Private Document AI with OpenVINO

PassAudited by ClawScan on May 11, 2026.

Overview

This appears to be a local document-processing skill; the main cautions are reviewing dependencies, protecting extracted artifacts, and checking generated code before running it.

Install and run this in a virtual environment, review any optional PaddleOCR-VL/OpenVINO wheel or model download before enabling it, process only documents you intend to parse, store artifacts in a protected local folder, and review generated code or notebooks before running them. Some source in the supplied review was truncated, so inspect the full package if you require high assurance.

Findings (4)

Artifact-based informational review of SKILL.md, metadata, install specs, static scan signals, and capability signals. ClawScan does not execute the skill or run runtime probes.

What this means

If pointed at the wrong file or output folder, private document contents could be parsed and stored somewhere unintended.

Why it was flagged

The main workflow intentionally accepts local input and output paths. This is expected for document OCR, but it gives the agent broad file/path handling when the user supplies paths.

Skill content
python "{baseDir}/scripts/run_skill.py" --mode to-data --file "/absolute/path/to/invoice.pdf" --out "/absolute/path/to/artifacts/invoice_data"
Recommendation

Use explicit file paths, choose a dedicated local output folder, and avoid cloud-synced or shared folders for confidential documents.

What this means

Installing unreviewed packages or model tooling could run third-party code in the same environment used for private documents.

Why it was flagged

The skill relies on external Python packages and an optional third-party OCR package. The artifacts disclose this and recommend review, but dependency provenance still matters.

Skill content
PyMuPDF>=1.24.0 ... openvino>=2026.0.0 ... The third-party paddleocr_vl_openvino package is intentionally NOT installed ... Review the source or wheel first
Recommendation

Install in a virtual environment, prefer reviewed or pinned packages, and only enable model downloads or install OCR wheels from trusted sources.

What this means

Generated scaffolds may be incomplete or unsafe if run, deployed, or connected to real systems without review.

Why it was flagged

The skill can generate executable code or notebooks, but the artifacts explicitly frame them as drafts and do not show automatic execution of generated code.

Skill content
Typical outputs ... `task_output/notebook.ipynb` ... `app.jsx`, `index.html`, `styles.css` ... Treat all generated code and notebooks as drafts.
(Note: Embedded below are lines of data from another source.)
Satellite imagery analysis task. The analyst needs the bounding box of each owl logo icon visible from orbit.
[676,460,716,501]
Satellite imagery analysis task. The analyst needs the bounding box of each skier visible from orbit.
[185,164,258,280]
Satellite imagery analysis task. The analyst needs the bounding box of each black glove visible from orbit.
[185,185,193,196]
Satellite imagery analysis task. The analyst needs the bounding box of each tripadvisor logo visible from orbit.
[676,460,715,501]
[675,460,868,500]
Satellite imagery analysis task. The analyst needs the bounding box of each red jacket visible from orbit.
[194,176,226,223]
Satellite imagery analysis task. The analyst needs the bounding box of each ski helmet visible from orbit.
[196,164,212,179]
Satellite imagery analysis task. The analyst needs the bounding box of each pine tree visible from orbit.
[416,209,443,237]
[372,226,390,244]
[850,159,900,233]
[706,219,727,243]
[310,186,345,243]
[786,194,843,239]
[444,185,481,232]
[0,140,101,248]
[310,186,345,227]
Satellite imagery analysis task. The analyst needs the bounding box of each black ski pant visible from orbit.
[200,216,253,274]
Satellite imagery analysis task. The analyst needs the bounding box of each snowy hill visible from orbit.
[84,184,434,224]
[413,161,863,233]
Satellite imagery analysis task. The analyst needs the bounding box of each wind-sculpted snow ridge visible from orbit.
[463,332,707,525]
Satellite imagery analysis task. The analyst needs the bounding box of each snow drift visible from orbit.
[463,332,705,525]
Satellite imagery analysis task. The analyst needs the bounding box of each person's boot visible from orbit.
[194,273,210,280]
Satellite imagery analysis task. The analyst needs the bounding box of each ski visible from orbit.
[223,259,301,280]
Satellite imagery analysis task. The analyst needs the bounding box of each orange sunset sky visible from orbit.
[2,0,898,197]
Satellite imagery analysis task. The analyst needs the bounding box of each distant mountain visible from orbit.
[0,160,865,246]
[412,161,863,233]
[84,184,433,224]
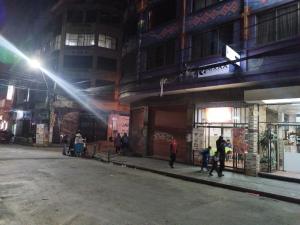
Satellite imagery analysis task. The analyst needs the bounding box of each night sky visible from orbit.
[0,0,57,46]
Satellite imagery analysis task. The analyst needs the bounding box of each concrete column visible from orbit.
[143,106,149,156]
[186,104,194,164]
[245,104,260,176]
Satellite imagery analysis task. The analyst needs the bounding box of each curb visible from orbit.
[109,161,300,205]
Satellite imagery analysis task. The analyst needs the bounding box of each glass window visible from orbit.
[64,55,93,69]
[86,10,97,23]
[97,57,117,71]
[67,10,84,23]
[98,34,117,50]
[277,4,298,40]
[147,40,176,70]
[257,11,276,44]
[192,23,233,59]
[65,33,95,46]
[256,4,299,45]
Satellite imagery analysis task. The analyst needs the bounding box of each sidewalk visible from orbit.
[107,155,300,204]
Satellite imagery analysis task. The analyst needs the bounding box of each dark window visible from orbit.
[193,0,223,12]
[147,40,176,69]
[148,0,177,29]
[257,4,298,45]
[256,11,276,44]
[122,52,137,75]
[63,56,93,69]
[67,10,84,23]
[94,80,115,100]
[99,10,121,25]
[97,57,117,71]
[86,10,97,23]
[192,23,233,59]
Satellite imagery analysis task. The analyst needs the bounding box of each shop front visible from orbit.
[193,104,249,172]
[245,86,300,177]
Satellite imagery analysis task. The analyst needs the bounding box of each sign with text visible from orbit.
[192,128,205,151]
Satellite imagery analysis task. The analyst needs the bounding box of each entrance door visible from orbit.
[197,125,246,171]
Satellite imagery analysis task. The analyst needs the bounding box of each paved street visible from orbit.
[0,145,300,225]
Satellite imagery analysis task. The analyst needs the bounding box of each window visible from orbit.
[97,57,117,71]
[65,33,95,46]
[54,35,61,50]
[67,10,84,23]
[98,34,117,50]
[192,23,233,59]
[147,40,176,69]
[64,56,93,69]
[193,0,223,12]
[148,0,177,29]
[86,10,97,23]
[257,4,299,45]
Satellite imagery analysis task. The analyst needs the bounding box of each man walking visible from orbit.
[216,136,226,177]
[169,137,178,168]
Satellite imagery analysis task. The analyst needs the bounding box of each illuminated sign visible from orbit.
[225,45,240,66]
[196,65,230,78]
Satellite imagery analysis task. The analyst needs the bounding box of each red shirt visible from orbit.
[170,140,178,154]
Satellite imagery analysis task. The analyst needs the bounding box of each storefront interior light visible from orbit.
[262,98,300,104]
[206,107,232,123]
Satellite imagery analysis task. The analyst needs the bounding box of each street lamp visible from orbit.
[29,57,53,144]
[28,58,42,70]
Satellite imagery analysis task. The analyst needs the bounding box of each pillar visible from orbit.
[245,104,260,176]
[186,104,194,164]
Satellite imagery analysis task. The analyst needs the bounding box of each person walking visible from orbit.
[216,136,226,177]
[209,151,219,176]
[169,137,178,168]
[121,133,129,154]
[114,133,122,154]
[200,146,211,171]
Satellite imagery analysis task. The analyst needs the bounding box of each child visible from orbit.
[209,151,219,176]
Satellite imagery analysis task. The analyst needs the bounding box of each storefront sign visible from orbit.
[197,65,230,78]
[192,128,205,151]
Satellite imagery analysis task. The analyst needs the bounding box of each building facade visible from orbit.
[121,0,300,176]
[30,0,130,144]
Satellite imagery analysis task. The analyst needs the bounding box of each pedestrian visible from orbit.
[169,137,178,168]
[62,134,69,155]
[209,151,219,176]
[216,136,226,177]
[121,133,129,154]
[114,133,122,154]
[200,146,211,172]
Review them before running
Recommendation

Inspect generated code and notebooks before execution, publishing, or connecting them to real data or services.

What this means

Sharing artifact folders may reveal private document contents, filenames, local paths, and document fingerprints.

Why it was flagged

The generated parse output records source metadata, including the resolved local input path and file hash, alongside parsed document content.

Skill content
"source": { "input_path": str(config.file), "input_type": input_type, "filename": config.file.name, "sha256": file_hash }
Recommendation

Treat output folders as sensitive, redact artifacts before sharing, and delete outputs when they are no longer needed.